Рецензия на «Дюнкерк» Нолана
Мне, в общем-то, хватило короткой рецензии Александра Кима на «Дюнкерк», потому что я почти всегда согласен с его оценкой фильмов, но вот не пожалел я рубля и сходил сегодня на «Дюнкерк» сам.
Надо признать, что у Кристофера Нолана, безусловно, есть свой узнаваемый режиссерский почерк: он во всех своих картинах с неумолимостью газонокосилки выкашивает из произведения все живое, насыпая на место выкошенного солому из самого себя.
Повествование состоит из нескольких параллельных сюжетных линий, которые почти или совсем не пересекаются. Герои этих сюжетов никак друг с другом не взаимодействуют, а если вдруг их зачем-то все-таки сводят вместе, то это выглядит как попытка пришить манжеты к штанам.
Большинство диалогов пухнут от пафоса, герои разговаривают так, как в жизни никто никогда не говорит. Единственный достоверный образ получился у Тома Харди — только потому, что он почти не говорит, а когда и говорит, то это военная сводка по делу: «уходим на высоту две тысячи метров», «я беру бомбардировщик», «сколько у нас топлива?». Еще он не гримасничает, то есть, может, и гримасничает, но в маске не видно; ну про маску уже все отшутились. Вспомните советские фильмы про войну, о чем говорят военные генералы? «Фашисты прорвали оборону в районе села такого-то и остановились в пяти километрах от наших позиций». Почему они так говорят? Да потому что на настоящей войне, на передовой, в землянке именно так бы и говорили. О чем говорят у Нолана?

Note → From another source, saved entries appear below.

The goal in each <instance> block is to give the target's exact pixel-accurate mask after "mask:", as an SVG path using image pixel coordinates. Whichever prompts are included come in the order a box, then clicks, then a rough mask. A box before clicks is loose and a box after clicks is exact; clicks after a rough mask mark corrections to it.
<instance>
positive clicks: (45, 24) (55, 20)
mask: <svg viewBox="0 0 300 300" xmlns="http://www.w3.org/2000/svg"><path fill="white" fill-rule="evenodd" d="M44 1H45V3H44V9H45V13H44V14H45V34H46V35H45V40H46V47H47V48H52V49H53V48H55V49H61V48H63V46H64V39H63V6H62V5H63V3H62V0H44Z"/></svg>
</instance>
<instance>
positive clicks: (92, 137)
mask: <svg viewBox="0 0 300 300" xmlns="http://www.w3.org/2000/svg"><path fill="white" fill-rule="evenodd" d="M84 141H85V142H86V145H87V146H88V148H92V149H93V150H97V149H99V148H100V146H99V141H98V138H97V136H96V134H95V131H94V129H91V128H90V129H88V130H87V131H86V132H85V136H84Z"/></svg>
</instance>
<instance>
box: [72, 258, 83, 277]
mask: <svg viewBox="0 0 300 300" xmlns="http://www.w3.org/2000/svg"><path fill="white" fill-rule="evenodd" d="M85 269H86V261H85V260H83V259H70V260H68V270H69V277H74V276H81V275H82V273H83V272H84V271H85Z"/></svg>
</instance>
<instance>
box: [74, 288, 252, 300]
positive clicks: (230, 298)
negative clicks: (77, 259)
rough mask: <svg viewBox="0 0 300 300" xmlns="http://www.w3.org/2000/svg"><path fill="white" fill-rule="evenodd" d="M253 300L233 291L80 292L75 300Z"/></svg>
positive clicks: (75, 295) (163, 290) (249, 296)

О какой-то экзистенциальной пурге, о каких-то условных врагах, которые где-то условно сидят и стреляют. О Британии, Черчилле. За весь фильм, между прочим, не показали ни одного фашиста. А зачем, и правда? Враг страшен, но условен. Не важен.
У Нолана совсем нет чувства гармонии и чувства меры, которые, прямо скажем, не такие уж и уникальные человеческие качества. Нолан считает, что средний зритель, вообще говоря, туповат, поэтому не нужно стесняться разжевывать ему все по десять раз. Вот пилот в муках выбора: поворачивать домой или вступить в воздушный бой (но тогда не хватит топлива долететь до аэродрома). Надо обсосать эти муки выбора так, чтобы стало приторно. Чувак, мы все поняли, остановись, все кристально ясно, эпизод понятен, сцена исчерпана. Нееет, внучок, ты что-то плохо кушаешь, кто так кушает, в городе, поди, совсем оголодал, вот поешь еще. И кормит, кормит, кормит. Так любая самая вкусная еда быстро опротивет.
Кристофер Нолан похож на девицу, накачавшую губы силиконом сверх всякой меры. Они почему накачивают? Потому что уверены, что так красиво, и думают, что мужикам такое нравится. И мужикам нравится. Не всем, конечно, но многим. Даже, может быть, большинству. Но хороший вкус не провозглашается простым демократическим большинством на плебисците.
Нолан в средствах не стеснен, поэтому и губы накачал, и сиськи вставил, и штаны с лампасами из стразов нацепил, и собачка на руках, мааленькая такая, ути-пути.
Музыка еще. Циммер, в общем-то, написал неплохой саундтрек, если рассматривать его как самостоятельное произведение. Но эффект от музыки совершенно гасится несуразностью происходящего на экране. С таким же успехом можно записать на телефон видео, как ребенок играет в солдатиков, и наложить поверх саунд Циммера.
Что такое гармония? Вот ребенок собирает пирамиду: сначала большой блин, потом поменьше, поменьше, еще поменьше и так до самого маленького. Маленькие дети умеют собирать пирамидку, а Нолан до сих пор правильно не соберет. Я даже не знаю, что страшнее: то ли он правда не умеет, то ли делает все нарочито по-своему, считая, что его гению такое позволено.
Какое оно? Напыщенное, картонное и безжизненное. Ну такое. Вот что такое «Дюнкерк».